Tocqueville understood this in 1830s America. He admired Americans not because they agreed with one another – they did not – but because their associations, town meetings and churches had developed habits of mutual address that led argument function as the connective tissue of self-government. Those habits were formed in childhood, in congregations and one-room schoolhouses and family debate around the table, and they were carried into adult life as second nature. That tissue has thinned. It can be rebuilt, but only deliberately, and only in the years when human beings are actually being formed.

The importance of shared knowledge.

Yet civic skills alone are not enough, and this is where most of the current dialogue work falls short. You can run all the trainings, workshops and summits you want. If the participants do not share a baseline body of knowledge about the country they are arguing over – its founding documents, its religious and philosophical inheritances, its great books and great failures – the dialogue risks becoming more therapeutic than civic. It becomes an exchange of feelings about a country no one in the room actually knows. The conversation may be civil. It will not be civic.

This is the second form of formation we owe the next generation, and I have argued elsewhere that it is the precondition for everything else: a genuine inheritance, transmitted in K-12 and again in higher education. Not a checklist of requirements in which medieval political philosophy and contemporary television satisfy the same box. A real common foundation – basic historical literacy, the development of the American constitutional tradition, the religious and philosophical sources of Western civic life, the texts that shaped how the founders thought and how their critics still think. The point is not indoctrination. The point is exposure. The point is to admit the next generation into a conversation that began before them and will continue after them, so that they enter adult citizenship with something to argue from rather than only feelings to argue with.

When 10% of the room has read the Federalist and the rest have not, the room is not really having a debate about federalism.
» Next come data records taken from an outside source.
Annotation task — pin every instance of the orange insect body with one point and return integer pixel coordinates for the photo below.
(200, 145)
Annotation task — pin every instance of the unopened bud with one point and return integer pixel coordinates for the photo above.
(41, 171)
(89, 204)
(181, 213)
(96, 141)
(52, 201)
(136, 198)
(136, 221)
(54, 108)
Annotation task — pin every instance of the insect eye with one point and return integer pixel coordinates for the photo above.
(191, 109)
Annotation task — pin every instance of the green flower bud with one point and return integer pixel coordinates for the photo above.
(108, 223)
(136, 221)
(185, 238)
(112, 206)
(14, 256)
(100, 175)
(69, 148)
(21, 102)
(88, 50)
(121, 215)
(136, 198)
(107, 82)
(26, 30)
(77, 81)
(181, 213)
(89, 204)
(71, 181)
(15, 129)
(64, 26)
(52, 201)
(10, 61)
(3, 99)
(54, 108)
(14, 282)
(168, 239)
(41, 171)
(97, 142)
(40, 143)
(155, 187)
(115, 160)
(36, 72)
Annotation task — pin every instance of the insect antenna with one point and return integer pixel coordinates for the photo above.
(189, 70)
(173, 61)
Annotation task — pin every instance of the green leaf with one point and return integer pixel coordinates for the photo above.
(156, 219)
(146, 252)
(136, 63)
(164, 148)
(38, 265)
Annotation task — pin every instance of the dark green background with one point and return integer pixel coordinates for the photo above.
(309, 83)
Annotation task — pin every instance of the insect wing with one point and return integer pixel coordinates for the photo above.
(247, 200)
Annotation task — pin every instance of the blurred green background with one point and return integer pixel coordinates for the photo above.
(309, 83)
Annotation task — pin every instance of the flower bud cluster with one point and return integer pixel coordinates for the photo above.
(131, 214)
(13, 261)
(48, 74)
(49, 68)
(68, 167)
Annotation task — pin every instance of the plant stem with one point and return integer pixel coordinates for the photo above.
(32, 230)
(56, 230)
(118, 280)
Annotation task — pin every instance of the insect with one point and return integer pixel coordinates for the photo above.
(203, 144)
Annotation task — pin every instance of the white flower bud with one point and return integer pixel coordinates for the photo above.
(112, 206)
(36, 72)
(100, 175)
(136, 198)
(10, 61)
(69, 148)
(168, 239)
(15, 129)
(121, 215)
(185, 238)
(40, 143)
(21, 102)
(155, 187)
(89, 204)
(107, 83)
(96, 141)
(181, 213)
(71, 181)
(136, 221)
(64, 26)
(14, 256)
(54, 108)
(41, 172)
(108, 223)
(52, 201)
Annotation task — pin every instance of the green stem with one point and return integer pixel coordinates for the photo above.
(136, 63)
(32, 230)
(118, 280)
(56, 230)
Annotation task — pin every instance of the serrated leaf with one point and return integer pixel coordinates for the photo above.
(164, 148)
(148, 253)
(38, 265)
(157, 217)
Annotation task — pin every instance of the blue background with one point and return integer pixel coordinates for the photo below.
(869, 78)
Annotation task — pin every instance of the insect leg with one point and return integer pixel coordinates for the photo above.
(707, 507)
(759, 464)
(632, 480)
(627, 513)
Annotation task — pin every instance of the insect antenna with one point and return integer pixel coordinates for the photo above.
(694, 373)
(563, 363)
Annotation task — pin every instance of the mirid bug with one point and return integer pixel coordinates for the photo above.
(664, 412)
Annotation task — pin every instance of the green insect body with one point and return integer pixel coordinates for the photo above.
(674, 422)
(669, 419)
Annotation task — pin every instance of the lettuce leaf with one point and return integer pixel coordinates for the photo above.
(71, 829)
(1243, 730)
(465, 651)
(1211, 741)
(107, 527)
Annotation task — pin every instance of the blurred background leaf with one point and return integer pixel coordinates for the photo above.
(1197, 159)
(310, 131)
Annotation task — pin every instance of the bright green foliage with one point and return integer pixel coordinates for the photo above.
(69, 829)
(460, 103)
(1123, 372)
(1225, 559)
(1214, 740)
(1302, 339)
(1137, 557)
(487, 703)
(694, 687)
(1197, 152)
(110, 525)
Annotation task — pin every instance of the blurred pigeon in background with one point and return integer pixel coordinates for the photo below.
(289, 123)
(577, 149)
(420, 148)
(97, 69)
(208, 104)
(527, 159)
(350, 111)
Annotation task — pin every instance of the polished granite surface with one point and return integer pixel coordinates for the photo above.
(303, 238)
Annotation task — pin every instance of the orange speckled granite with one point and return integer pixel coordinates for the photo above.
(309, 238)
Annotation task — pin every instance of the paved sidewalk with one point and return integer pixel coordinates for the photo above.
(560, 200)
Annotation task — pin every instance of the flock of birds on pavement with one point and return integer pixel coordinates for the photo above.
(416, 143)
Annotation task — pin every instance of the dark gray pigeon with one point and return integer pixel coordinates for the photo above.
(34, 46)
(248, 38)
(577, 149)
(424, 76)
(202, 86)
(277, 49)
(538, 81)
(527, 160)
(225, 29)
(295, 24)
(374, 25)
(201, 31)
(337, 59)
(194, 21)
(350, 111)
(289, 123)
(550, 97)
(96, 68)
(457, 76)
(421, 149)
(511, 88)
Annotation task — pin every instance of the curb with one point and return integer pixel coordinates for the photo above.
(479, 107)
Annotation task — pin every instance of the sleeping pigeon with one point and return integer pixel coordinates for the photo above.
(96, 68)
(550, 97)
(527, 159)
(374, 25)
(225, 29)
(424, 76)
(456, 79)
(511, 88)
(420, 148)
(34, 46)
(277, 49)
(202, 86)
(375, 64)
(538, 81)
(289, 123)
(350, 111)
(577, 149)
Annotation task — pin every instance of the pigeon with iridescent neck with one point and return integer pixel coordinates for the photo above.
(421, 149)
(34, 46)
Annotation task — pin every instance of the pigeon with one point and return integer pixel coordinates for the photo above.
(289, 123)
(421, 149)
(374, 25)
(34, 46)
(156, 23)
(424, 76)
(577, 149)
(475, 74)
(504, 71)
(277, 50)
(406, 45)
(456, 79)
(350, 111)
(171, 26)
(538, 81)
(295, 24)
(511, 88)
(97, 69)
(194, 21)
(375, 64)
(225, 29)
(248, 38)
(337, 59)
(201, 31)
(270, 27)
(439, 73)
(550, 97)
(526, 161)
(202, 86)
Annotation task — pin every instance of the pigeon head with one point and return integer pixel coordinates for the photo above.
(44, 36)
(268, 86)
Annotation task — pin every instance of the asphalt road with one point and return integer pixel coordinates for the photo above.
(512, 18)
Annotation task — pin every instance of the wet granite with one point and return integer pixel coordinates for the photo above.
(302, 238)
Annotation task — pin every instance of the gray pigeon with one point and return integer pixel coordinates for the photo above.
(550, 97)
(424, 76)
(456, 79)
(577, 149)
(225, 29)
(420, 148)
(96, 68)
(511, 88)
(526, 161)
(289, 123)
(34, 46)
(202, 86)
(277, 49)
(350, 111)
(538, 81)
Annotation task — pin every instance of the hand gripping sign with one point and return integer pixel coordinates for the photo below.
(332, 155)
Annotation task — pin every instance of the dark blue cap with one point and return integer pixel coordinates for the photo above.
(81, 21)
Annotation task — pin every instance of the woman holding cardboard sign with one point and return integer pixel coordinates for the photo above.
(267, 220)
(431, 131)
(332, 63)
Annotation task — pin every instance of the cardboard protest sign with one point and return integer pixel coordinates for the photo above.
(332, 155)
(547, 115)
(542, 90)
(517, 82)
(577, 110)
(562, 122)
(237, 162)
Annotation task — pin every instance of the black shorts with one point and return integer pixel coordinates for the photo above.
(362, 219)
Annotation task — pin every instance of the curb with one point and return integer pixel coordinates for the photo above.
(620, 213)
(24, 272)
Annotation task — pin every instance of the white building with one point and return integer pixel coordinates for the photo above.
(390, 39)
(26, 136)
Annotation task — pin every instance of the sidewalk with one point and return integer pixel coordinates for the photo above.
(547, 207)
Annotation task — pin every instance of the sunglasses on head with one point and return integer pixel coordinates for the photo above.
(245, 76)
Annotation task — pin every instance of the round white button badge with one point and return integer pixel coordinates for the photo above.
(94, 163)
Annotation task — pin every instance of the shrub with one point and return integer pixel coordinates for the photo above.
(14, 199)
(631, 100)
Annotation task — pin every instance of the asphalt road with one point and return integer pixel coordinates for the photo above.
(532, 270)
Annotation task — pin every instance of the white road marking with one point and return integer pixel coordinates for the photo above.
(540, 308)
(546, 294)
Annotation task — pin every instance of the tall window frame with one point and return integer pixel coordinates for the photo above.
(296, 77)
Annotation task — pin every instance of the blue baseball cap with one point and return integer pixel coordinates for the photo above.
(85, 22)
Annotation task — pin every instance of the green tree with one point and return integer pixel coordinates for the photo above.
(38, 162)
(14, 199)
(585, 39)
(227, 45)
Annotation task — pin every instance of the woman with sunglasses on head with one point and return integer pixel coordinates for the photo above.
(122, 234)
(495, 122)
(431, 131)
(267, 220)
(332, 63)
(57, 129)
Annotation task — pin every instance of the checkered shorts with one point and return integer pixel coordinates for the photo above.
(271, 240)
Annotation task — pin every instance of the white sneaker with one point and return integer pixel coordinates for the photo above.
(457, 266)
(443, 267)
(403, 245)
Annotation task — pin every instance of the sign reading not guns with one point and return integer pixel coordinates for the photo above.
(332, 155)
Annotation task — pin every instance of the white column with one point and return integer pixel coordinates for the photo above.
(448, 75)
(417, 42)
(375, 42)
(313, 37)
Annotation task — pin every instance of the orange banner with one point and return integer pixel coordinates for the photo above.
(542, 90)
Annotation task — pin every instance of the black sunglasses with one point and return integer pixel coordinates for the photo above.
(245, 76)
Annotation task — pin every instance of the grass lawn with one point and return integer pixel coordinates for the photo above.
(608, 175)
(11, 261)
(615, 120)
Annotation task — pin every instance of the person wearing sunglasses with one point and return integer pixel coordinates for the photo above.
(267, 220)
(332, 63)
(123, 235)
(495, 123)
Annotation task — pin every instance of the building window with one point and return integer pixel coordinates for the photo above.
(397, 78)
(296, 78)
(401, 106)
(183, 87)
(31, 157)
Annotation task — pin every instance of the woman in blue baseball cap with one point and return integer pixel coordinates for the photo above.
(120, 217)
It is staging an asymmetry: Some students are arguing from a tradition, while others are left to argue from fragments. When students do not know what the Hebrew Bible, the Gospels, the classical tradition and the Enlightenment each contributed to the American settlement, they cannot tell the difference between a critique of the country and a caricature of it. A shared inheritance is what makes serious disagreement possible. Without it, you are not having a conversation. You are having a collision.